Diagram illustrating the path of light through a differential interference contrast microscope.

The image


The image has the appearance of a three-dimensional object under very oblique illumination, causing strong light and dark shadows on the corresponding faces. The direction of apparent illumination is defined by the orientation of the Wollaston prisms.

As explained above, the image is generated from two identical bright field images being overlaid slightly offset from each other (typically around 0.2 μm), and the subsequent interference due to phase difference converting changes in phase (and so optical path length) to a visible change in darkness. This interference may be either constructive or destructive, giving rise to the characteristic appearance of three dimensions.
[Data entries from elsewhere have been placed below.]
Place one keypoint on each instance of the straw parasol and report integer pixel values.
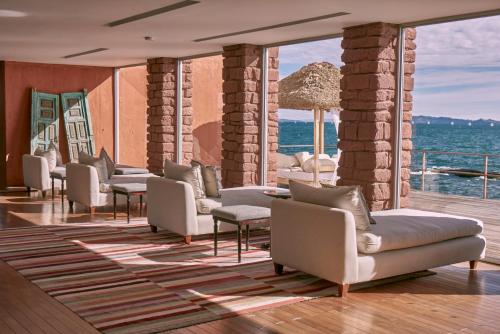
(314, 87)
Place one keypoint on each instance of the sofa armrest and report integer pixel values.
(171, 206)
(82, 183)
(315, 239)
(250, 195)
(36, 172)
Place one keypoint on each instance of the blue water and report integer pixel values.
(470, 139)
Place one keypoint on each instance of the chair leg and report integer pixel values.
(343, 289)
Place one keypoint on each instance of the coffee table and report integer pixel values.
(128, 189)
(241, 216)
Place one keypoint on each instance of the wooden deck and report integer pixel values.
(486, 210)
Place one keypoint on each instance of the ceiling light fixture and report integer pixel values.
(274, 26)
(85, 53)
(153, 12)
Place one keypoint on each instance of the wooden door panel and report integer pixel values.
(78, 124)
(44, 120)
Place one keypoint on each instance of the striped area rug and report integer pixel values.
(124, 279)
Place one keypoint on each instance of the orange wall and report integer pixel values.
(133, 116)
(55, 79)
(207, 109)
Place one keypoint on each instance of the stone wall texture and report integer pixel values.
(241, 118)
(366, 130)
(162, 112)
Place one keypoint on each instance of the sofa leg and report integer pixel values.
(343, 289)
(278, 268)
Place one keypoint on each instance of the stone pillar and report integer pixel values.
(162, 112)
(366, 121)
(242, 89)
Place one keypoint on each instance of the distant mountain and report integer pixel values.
(448, 120)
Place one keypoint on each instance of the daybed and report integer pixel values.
(323, 241)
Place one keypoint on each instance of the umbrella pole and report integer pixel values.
(316, 147)
(322, 131)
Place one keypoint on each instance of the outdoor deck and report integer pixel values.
(486, 210)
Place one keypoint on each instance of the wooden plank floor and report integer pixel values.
(487, 211)
(453, 301)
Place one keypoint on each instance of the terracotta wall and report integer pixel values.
(21, 77)
(207, 109)
(133, 116)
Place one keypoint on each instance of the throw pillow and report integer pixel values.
(211, 178)
(110, 165)
(50, 155)
(340, 197)
(98, 163)
(191, 175)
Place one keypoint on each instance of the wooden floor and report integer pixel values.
(487, 211)
(453, 301)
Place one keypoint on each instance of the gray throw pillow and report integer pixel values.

The typical phase difference giving rise to the interference is very small, very rarely being larger than 90° (a quarter of the wavelength). This is due to the similarity of refractive index of most samples and the media they are in: for example, a cell in water only has a refractive index difference of around 0.05. This small phase difference is important for the correct function of DIC, since if the phase difference at the joint between two substances is too large then the phase difference could reach 180° (half a wavelength), resulting in complete destructive interference and an anomalous dark region; if the phase difference reached 360° (a full wavelength), it would produce complete constructive interference, creating an anomalous bright region.
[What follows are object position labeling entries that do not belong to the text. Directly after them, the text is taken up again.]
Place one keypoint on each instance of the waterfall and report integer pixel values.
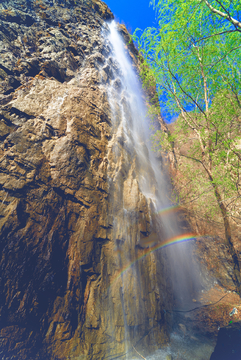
(145, 180)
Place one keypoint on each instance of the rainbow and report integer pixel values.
(175, 240)
(167, 210)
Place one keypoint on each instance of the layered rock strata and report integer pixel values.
(63, 233)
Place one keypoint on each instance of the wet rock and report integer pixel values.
(62, 227)
(228, 345)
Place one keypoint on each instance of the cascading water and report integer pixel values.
(130, 144)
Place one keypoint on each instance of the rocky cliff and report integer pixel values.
(64, 174)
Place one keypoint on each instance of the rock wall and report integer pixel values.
(62, 230)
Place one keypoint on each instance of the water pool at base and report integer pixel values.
(182, 348)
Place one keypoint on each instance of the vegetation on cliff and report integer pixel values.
(193, 58)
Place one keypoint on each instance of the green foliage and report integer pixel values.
(193, 57)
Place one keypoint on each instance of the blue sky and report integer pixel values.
(134, 13)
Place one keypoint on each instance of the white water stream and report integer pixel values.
(133, 132)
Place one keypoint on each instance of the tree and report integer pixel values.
(193, 57)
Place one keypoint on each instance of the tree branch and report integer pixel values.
(227, 16)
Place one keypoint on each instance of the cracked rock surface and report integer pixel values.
(59, 219)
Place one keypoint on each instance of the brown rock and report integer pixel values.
(71, 208)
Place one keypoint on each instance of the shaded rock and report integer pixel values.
(64, 177)
(228, 345)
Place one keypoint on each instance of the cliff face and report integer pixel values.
(63, 174)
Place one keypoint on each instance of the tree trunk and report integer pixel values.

DIC has strong advantages in uses involving live and unstained biological samples, such as a smear from a tissue culture or individual water borne single-celled organisms. Its resolution and clarity in conditions such as this are unrivaled among standard optical microscopy techniques.

The main limitation of DIC is its requirement for a transparent sample of fairly similar refractive index to its surroundings. DIC is unsuitable (in biology) for thick samples, such as tissue slices, and highly pigmented cells. DIC is also unsuitable for most non biological uses because of its dependence on polarisation, which many physical samples would affect.

Fluorescence microscopy

Endothelial cells under a fluorescence microscope. Nuclei are stained blue with DAPI, microtubules are marked green by an antibody bound to FITC and actin filaments are labeled red with phalloidin bound to TRITC.
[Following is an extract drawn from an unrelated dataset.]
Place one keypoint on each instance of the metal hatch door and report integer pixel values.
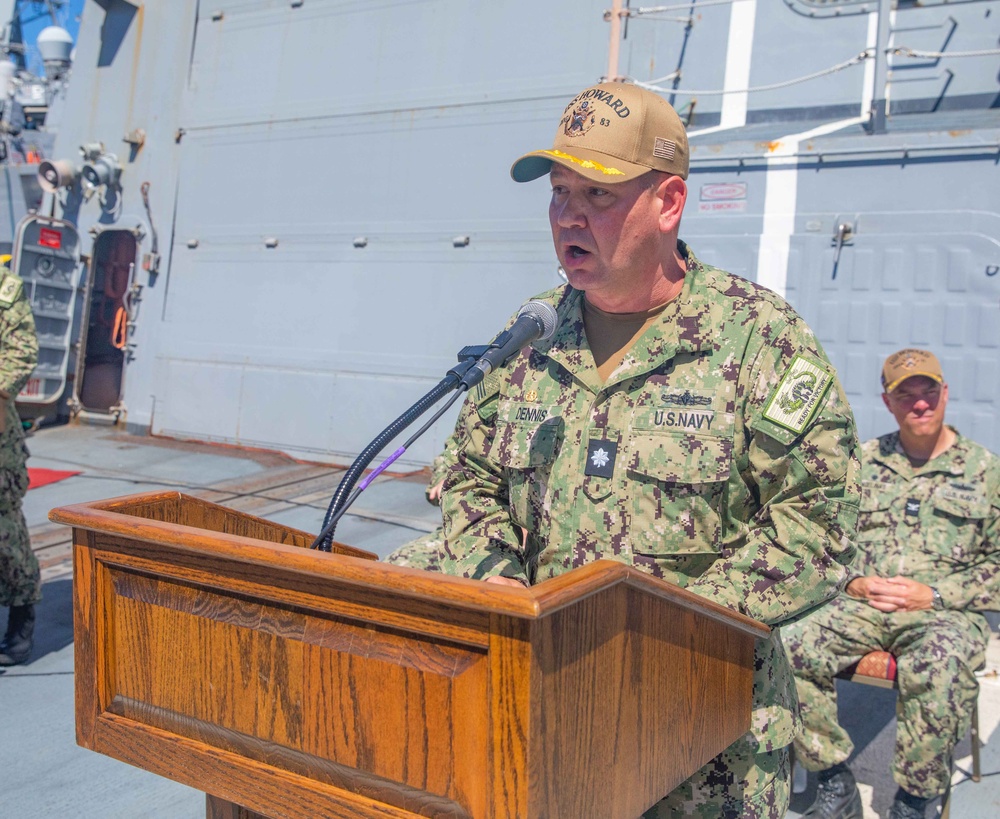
(107, 324)
(46, 255)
A fluorescence microscope is an optical microscope that uses fluorescence and phosphorescence instead of, or in addition to, reflection and absorption.

The specimen is illuminated with light of a specific wavelength (or wavelengths) which is absorbed by the fluorophores, causing them to emit light of longer wavelengths. The illumination light is separated from the much weaker emitted fluorescence through the use of a spectral emission filter. Typical components of a fluorescence microscope are a light source (xenon arc lamp or mercury-vapor lamp are common; more advanced forms are high-power LEDs and lasers), the excitation filter, the dichroic mirror (or dichroic beamsplitter), and the emission filter. The filters and the dichroic are chosen to match the spectral excitation and emission characteristics of the fluorophore used to label the specimen. In this manner, the distribution of a single fluorophore is imaged at a time. Multi-color images of several types of fluorophores must be composed by combining several single-color images.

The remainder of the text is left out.